Nosotros somos parte del cambio. Nosotros somos responsables de efectos y actitudes en nuestro entorno. No vale quejarse sin actuar. Y, si bien yo soy el primero que critica determinadas situaciones y actitudes, y asumo que lo hago simplemente para echar gas fuera y quedarme más tranquilo, no dejo de provocar mi parte de cambio y de evitar llenar el plato de otras personas. Mi parte es hacer un mundo mejor, ser más ordenado, evitar la corrupción, ser serio, preocuparme por los demás, hacer aquello en lo que creo. Ser honesto conmigo mismo y con el mundo, siendo parte de ese dialogo del que hoy hablaba con Charlie.
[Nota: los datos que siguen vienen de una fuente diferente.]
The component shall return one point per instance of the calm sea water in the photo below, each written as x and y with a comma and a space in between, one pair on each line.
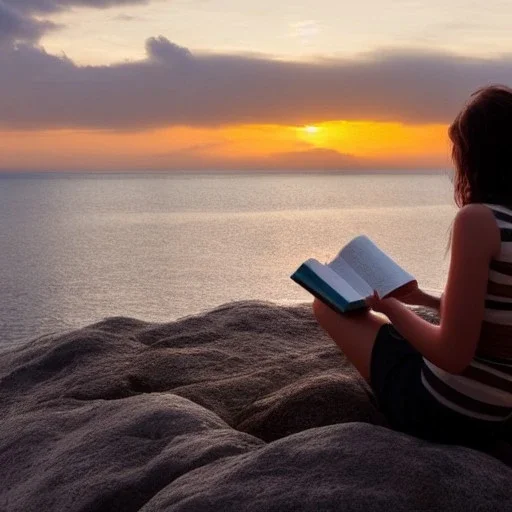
78, 248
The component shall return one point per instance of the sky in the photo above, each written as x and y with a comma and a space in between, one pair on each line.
135, 85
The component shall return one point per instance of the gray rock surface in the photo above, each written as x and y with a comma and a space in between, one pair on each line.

Es dificil mirarse a la cara y asumir que determinadas partes de nosotros no nos gustan. Pero es la única forma de crecer como seres humanos, de ser íntegros y honestos, de mejorar. Hoy he tenido la suerte de compartir tiempo con dos personas maravillosas y eso me ha hecho más humano, más rico, más intenso. Quiero más.
Mañana será otro día. Y como dice Javi, tendré que pasar horas lo más rápido posible para llegar a la parte del día que quiero. Pero ya queda menos. Casi puedo sentir el viento del cambio y llegará. Va a llegar. Porque yo estoy haciendo mi parte y tiene que ser para bien.
Tengamos animo y suerte. Y mejorará. Seguro que sí.
Tengo que reconocer mi suerte
Hay días en que entiendo que estoy algo jodidillo. Días que me siento mal conmigo mismo o entiendo que las cosas no me van como me gustaría.
Pero hay otros días, como hoy, que tengo que quitarme el sombrero. Días en que por la mañana voy con mi madre, mi hermana y su novio al gimnasio. Luego comemos en familia. Nos quedamos tirados en el sofá con el perro. Llamo a Ira. Días en que me siento muy bien y luego quedo con Charlie y con Natalia y me doy cuenta de que, para ser feliz, no necesito mucho. Apenas gente que querer, gente que me quiera, y un sitio al que llamar hogar.
Solo eso. Y tanto como eso. Porque a veces puede parecer que es algo al alcance de cualquiera. Lo es, pero hay que saber darse cuenta de ello. Hay que cuidar a los que queremos y hacerles sentir especiales. Hay que entender que a veces nuestros deseos no son tan importantes como para sacrificar lo que dejamos por el camino. Y hay que entender que nuestra gente es tan importante o más que cualquier cosa que podamos pensar que va por delante.
Como siempre digo, hay una parte de suerte y hay una parte de talento. La suerte es lo que genera la oportunidad. El talento es lo que la aprovecha. Hoy ha sido un gran día y espero que vengan más como hoy. Y está en nosotros conseguirlo.
Así que vamos a por ello. A que merezca la pena.